Dalman was not only interested in the culture of the Biblical period, but he also researched the landscapes, animals and plants of the Land. He wholeheartedly believed that only the most encompassing understanding possible of the nature and people who live in the Holy Land will enable theologians to correctly understand and interpret the holy works God bestowed upon his creations. Therefore, Dalman wrote about and documented the Land of Israel in thousands of pictures and words.
In 1925, Dalman collected a hundred aerial photographs in his book, taken by Squadron 304, the Bavarian Squadron of the German army. All the collected photographs were photographed between 1917-1918, in other words, toward the end of the First World War – some after the British conquered the Land of Israel. These seem to be the first aerial photographs of the Land of Israel, or at least – among the first ever taken in Israel.
Even when he acted as a preserver and editor – work which was fully expressed in the book he published in 1925, the fingerprint of the researcher of the land of the Bible is clearly visible in the book. Dalman used the hundred photographs which appear in the book as a mirror into the past, and ponders what the landscapes teach us about the world of Jesus and the prophets.
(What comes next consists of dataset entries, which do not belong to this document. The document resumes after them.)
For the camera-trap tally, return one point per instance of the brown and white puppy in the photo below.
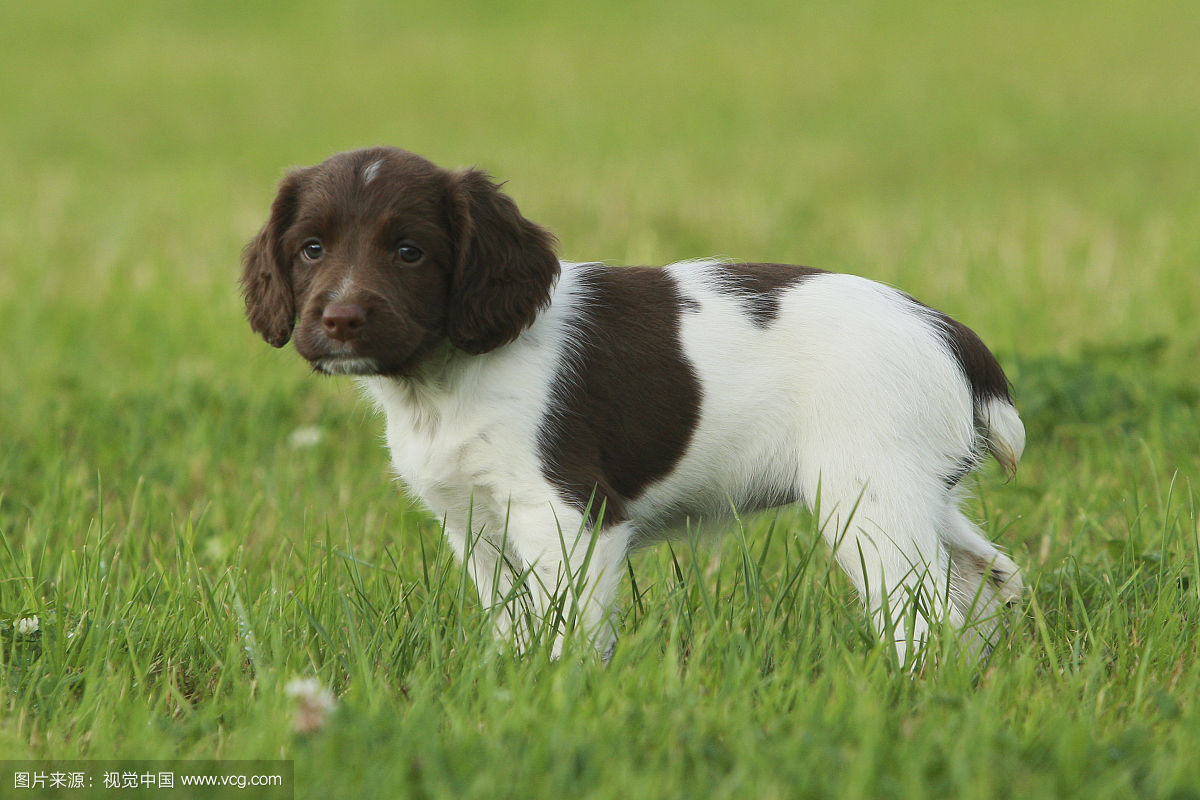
(556, 414)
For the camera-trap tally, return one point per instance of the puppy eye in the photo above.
(312, 251)
(409, 253)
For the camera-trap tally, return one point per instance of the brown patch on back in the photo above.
(625, 404)
(978, 364)
(981, 367)
(759, 286)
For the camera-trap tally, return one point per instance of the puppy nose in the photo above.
(343, 320)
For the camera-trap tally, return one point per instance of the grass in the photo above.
(1030, 168)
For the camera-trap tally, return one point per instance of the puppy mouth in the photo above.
(346, 365)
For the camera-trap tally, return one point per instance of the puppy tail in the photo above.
(1002, 431)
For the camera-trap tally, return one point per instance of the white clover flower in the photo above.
(305, 437)
(313, 704)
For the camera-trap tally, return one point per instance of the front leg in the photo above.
(573, 572)
(493, 567)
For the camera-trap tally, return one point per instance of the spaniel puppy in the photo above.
(556, 415)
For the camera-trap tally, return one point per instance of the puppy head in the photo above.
(376, 257)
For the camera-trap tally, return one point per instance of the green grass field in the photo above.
(1031, 168)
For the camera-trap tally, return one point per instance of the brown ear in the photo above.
(504, 269)
(267, 271)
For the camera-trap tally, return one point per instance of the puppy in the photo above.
(556, 415)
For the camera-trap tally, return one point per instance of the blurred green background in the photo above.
(1032, 168)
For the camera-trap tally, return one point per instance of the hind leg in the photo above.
(983, 579)
(883, 533)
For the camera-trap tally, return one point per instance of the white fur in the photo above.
(371, 172)
(850, 397)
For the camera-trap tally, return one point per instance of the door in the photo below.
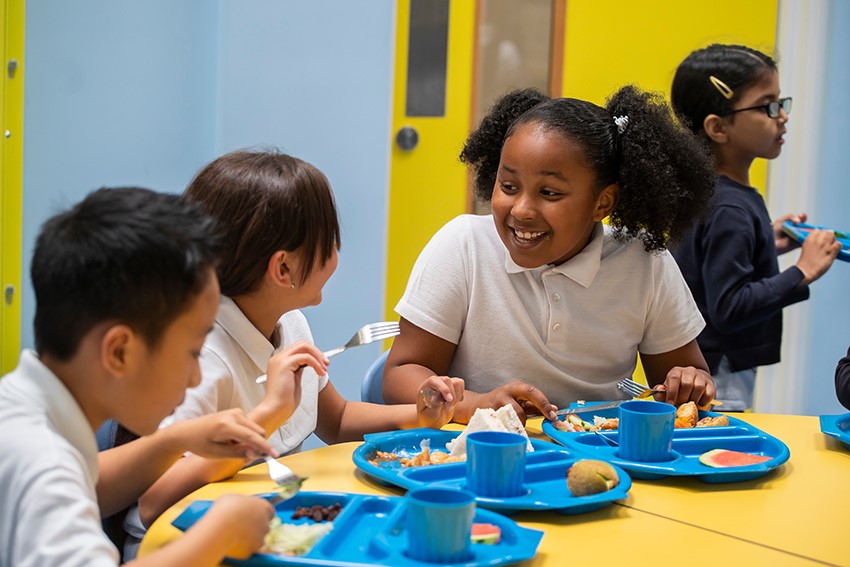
(11, 173)
(431, 110)
(453, 59)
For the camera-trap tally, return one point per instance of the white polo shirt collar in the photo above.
(244, 333)
(66, 417)
(581, 268)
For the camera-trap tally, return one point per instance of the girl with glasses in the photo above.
(729, 96)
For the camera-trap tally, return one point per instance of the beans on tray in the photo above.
(317, 512)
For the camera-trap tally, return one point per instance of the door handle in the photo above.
(406, 138)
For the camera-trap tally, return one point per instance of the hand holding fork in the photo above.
(641, 392)
(365, 335)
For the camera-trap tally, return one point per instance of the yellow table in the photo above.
(793, 516)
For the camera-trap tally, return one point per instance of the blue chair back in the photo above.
(373, 381)
(106, 435)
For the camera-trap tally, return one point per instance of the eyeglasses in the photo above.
(772, 108)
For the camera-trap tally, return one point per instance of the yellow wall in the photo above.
(612, 43)
(11, 171)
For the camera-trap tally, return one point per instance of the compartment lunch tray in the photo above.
(799, 232)
(688, 445)
(370, 530)
(545, 473)
(837, 426)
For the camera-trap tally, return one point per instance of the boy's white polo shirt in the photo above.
(234, 355)
(48, 473)
(572, 330)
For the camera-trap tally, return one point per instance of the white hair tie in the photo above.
(621, 122)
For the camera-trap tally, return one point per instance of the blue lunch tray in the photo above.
(688, 445)
(370, 530)
(545, 473)
(799, 232)
(837, 426)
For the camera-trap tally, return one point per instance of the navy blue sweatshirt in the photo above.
(730, 264)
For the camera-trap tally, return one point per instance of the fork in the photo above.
(638, 390)
(635, 389)
(288, 483)
(365, 335)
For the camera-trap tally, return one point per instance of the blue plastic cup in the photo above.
(439, 523)
(495, 463)
(646, 431)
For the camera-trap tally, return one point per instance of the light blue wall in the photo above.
(116, 93)
(829, 304)
(147, 92)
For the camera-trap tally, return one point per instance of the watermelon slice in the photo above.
(485, 533)
(724, 458)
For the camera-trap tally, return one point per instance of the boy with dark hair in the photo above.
(126, 293)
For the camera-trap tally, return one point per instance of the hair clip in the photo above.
(722, 87)
(621, 122)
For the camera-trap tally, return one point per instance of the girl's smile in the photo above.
(545, 201)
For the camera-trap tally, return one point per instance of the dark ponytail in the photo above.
(483, 148)
(711, 80)
(665, 174)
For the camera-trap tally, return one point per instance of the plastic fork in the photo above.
(365, 335)
(635, 389)
(288, 483)
(638, 390)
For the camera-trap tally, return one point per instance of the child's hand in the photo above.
(437, 400)
(820, 248)
(525, 398)
(228, 434)
(283, 376)
(784, 243)
(686, 384)
(240, 522)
This fact leads Dalman to interesting editing choices: as Professor Binyamin Zev Kedar notes in his book ‘Looking Twice at the Land of Israel’, “Dalman, who researched the Land of Israel…did not feel the need to bring photographs of the new Jewish settlements.”
It would be naïve to see Dalman as an apolitical researcher interested solely in the past. As the first director of the institute he established, Dalman helped the German empire to infiltrate deeper into the Middle East under a religious-Christian guise. It is possible that when he published his book in 1925, almost a decade after the collapse of the Ottoman and German empires, Dalman (like many of his German contemporaries) had abandoned his imperialistic aspirations regarding the Middle East. However, Dalman’s curiosity about and love for the land of the Bible remined strong until his death in 1941.